“Adoraria”, diz Trump sobre María Corina na transição
Presidente americano classificou líder da oposição venezuelana como "pessoa simpática"
O presidente dos Estados Unidos, Donald Trump, afirmou nesta terça-feira, 20, que “adoraria” envolver a líder da oposição venezuelana, María Corina Machado, no processo de transição do país após a captura do ditador Nicolás Maduro.
A declaração foi feita durante um balanço sobre o primeiro ano de seu mandato. Segundo Trump, Corina “é uma mulher incrivelmente simpática”.
“Venezuela é um exemplo abrindo suas prisões.
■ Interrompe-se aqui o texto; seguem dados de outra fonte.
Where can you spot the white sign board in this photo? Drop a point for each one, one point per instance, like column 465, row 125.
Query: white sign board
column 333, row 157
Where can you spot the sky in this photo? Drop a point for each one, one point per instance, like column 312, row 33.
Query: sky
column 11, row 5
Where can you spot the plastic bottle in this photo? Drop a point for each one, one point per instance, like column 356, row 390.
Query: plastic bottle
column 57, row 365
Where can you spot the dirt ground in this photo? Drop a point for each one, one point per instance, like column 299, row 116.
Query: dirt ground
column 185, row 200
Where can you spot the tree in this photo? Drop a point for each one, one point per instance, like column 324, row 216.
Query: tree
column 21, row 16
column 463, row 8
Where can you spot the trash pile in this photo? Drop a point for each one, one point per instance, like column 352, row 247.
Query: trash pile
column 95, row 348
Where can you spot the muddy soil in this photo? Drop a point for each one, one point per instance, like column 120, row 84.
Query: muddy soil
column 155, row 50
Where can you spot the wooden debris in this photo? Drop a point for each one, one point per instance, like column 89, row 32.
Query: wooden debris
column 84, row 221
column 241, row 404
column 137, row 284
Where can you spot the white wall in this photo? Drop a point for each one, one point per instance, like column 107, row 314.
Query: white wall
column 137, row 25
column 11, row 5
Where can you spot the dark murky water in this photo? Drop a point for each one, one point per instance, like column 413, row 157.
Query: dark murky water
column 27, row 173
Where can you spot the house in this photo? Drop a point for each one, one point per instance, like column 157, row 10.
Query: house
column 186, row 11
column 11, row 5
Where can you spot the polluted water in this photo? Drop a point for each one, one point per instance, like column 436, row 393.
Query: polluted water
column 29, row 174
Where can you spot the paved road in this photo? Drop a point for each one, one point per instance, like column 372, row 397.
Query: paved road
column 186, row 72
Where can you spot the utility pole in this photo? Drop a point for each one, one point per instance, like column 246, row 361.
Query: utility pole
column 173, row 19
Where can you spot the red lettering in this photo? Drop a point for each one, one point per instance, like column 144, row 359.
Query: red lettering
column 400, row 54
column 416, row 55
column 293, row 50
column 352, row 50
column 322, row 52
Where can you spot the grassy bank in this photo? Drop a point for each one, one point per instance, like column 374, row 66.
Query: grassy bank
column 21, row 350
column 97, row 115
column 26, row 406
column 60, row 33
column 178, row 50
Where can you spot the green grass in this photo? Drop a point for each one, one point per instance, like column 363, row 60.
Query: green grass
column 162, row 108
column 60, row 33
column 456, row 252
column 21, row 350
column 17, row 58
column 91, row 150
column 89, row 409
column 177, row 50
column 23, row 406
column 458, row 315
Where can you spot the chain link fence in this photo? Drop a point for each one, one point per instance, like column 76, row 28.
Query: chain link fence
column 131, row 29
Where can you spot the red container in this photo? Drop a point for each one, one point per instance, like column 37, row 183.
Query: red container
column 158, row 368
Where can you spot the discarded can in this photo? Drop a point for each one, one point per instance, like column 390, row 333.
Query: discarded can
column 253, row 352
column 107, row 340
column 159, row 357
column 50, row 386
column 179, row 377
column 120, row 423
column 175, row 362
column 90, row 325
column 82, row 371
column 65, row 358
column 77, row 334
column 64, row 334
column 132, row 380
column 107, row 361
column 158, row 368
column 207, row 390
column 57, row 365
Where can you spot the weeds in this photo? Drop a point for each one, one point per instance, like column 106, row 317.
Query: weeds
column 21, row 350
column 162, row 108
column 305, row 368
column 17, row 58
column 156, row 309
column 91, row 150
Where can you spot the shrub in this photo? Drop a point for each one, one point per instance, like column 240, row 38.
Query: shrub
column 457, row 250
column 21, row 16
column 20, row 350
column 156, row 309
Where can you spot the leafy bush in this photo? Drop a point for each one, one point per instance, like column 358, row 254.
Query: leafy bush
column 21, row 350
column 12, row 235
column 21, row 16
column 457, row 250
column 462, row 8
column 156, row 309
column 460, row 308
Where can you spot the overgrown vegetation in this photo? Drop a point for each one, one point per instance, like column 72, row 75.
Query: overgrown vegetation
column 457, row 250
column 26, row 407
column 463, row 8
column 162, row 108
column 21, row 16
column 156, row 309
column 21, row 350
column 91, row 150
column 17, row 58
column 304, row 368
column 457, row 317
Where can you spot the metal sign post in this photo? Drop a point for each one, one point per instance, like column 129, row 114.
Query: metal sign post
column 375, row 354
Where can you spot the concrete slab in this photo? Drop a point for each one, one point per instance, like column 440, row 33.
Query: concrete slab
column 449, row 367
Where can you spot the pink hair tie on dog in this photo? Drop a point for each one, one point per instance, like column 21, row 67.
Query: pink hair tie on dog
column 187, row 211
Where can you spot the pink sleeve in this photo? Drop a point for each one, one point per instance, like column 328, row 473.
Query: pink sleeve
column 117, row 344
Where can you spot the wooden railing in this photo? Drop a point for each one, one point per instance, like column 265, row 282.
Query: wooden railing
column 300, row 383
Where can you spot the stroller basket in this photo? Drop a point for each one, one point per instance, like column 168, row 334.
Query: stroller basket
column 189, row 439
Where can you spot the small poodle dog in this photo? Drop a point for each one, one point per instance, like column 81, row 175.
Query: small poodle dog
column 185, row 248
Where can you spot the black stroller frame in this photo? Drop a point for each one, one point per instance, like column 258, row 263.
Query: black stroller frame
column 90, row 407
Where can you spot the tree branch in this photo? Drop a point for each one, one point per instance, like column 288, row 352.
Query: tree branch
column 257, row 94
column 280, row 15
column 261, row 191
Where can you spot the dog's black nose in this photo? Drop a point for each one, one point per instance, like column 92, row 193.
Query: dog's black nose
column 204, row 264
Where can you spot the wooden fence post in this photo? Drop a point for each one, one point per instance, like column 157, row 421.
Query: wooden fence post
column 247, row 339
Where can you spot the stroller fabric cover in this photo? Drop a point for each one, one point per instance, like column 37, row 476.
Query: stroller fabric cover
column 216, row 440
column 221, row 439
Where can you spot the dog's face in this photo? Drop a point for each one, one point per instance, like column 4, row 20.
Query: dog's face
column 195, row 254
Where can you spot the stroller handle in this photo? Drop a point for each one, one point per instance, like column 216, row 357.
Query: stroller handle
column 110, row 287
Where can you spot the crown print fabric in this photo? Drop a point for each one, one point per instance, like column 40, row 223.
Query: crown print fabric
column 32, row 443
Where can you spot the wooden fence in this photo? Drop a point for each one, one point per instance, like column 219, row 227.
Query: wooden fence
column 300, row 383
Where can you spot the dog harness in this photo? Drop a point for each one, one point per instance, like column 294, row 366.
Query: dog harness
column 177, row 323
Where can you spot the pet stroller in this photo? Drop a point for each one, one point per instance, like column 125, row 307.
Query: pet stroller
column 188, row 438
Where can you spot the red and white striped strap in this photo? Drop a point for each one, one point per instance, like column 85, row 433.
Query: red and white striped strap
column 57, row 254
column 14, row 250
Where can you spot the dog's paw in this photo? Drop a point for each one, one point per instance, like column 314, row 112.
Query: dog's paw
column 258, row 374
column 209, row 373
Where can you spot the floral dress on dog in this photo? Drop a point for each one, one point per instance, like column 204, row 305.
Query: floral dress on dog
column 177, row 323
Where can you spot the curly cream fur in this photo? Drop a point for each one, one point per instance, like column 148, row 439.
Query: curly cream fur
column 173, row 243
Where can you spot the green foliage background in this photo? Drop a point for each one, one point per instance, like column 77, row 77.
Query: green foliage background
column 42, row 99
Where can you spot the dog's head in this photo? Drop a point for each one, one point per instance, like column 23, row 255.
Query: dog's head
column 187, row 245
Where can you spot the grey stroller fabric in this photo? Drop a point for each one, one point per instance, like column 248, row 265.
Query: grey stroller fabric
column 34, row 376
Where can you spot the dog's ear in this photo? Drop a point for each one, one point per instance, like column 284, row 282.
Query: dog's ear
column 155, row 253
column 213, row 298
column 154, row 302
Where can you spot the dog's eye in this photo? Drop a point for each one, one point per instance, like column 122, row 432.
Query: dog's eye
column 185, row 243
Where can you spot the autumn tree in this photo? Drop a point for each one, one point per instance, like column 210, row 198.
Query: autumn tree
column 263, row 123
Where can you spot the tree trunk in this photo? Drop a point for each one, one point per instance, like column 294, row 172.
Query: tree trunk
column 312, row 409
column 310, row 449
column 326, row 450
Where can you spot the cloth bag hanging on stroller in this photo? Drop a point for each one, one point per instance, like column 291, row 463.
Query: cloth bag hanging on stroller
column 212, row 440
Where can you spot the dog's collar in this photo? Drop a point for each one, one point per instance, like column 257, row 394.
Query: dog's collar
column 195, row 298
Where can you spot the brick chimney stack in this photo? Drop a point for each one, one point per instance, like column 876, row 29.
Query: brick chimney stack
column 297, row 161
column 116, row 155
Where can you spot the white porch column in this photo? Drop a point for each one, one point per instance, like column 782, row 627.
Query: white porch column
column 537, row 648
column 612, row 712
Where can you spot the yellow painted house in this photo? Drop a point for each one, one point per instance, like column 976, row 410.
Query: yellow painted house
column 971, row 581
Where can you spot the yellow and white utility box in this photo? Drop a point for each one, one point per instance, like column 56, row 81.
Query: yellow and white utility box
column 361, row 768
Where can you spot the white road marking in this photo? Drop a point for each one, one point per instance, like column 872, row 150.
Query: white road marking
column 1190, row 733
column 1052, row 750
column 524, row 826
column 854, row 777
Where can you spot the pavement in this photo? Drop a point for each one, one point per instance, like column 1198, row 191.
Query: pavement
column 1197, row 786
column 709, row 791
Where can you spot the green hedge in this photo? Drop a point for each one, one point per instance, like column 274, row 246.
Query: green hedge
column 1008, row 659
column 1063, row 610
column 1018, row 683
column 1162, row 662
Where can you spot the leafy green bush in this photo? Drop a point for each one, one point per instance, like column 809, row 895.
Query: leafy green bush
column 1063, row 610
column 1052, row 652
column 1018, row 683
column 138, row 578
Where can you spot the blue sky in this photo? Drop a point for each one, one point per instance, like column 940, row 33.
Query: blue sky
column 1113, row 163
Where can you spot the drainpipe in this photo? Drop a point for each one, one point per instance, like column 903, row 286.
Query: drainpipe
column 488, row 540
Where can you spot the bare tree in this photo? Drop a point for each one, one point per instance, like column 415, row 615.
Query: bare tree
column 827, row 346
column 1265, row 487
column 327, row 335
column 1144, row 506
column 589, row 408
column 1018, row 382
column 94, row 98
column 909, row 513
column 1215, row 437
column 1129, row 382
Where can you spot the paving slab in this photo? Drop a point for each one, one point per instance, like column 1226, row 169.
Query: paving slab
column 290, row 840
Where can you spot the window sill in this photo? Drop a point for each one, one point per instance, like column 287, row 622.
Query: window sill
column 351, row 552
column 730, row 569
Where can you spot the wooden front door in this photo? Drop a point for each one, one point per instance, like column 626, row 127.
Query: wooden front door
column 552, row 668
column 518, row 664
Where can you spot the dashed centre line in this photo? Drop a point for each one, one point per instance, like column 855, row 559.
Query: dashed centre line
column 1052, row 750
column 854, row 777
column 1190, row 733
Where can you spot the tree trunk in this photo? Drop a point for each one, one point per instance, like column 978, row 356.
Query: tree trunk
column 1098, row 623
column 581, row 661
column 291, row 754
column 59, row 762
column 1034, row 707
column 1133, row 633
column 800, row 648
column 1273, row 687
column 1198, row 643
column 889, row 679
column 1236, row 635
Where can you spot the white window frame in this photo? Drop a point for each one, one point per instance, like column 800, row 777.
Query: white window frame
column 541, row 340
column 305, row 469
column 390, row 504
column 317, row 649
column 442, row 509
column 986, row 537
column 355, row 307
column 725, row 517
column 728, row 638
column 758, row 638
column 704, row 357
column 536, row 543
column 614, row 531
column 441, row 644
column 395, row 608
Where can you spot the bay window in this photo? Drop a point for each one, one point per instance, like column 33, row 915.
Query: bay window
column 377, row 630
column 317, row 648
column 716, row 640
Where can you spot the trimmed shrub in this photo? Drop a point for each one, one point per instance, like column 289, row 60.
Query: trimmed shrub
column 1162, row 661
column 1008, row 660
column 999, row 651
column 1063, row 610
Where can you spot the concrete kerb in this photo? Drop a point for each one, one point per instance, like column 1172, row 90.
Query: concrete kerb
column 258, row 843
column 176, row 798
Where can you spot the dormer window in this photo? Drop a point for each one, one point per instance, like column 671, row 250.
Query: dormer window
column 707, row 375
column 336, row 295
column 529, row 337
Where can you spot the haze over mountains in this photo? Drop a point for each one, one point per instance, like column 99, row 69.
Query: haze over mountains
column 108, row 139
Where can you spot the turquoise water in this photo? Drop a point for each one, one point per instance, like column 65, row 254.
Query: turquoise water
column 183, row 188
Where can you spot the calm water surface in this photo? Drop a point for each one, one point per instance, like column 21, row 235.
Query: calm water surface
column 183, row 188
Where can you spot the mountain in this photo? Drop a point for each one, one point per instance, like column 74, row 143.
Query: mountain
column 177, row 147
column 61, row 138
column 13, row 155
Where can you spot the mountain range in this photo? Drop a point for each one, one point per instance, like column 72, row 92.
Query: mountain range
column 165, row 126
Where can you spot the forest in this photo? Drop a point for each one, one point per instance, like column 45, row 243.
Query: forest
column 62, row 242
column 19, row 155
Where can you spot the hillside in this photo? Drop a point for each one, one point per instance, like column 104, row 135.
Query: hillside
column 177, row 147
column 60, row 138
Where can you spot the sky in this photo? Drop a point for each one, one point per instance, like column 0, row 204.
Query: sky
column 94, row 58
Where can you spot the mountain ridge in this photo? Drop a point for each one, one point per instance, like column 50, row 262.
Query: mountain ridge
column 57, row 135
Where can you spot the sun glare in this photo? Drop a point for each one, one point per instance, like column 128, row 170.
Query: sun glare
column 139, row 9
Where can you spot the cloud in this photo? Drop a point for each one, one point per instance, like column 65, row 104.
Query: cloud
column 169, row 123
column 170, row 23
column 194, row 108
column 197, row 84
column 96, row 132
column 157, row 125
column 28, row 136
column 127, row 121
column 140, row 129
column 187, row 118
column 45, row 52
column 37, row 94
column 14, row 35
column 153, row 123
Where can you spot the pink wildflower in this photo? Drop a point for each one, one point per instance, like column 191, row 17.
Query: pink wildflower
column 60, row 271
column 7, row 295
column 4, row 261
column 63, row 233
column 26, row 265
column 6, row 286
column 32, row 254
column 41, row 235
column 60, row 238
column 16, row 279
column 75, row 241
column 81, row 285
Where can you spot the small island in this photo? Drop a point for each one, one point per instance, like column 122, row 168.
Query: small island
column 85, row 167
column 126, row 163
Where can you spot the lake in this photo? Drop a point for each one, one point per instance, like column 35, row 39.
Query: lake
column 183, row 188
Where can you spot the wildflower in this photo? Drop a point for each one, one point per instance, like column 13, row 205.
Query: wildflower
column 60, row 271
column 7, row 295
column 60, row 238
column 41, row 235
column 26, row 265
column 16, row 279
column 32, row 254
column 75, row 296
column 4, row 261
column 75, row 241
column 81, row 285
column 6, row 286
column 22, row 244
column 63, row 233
Uma das razões que eu senti uma forte ligação com a Venezuela. Agora, estou amando a Venezuela. Eles têm trabalhado com a gente, têm sido muito bons. Ela [María Corina] é uma mulher incrivelmente simpática. Estamos conversando com ela. Talvez possamos envolvê-la de alguma forma. Eu adoraria poder fazer isso. Maria, talvez possamos fazer acontecer.”
Nobel da Paz
Na semana passada, Corina entregou a medalha do Nobel ao presidente americano Donald Trump.
O gesto é uma desfeita ao comitê noruguês do Nobel, que homenageou ela, e não Trump.
Mas o presente incomum dado a Trump só reforça a grandiosidade de María Corina.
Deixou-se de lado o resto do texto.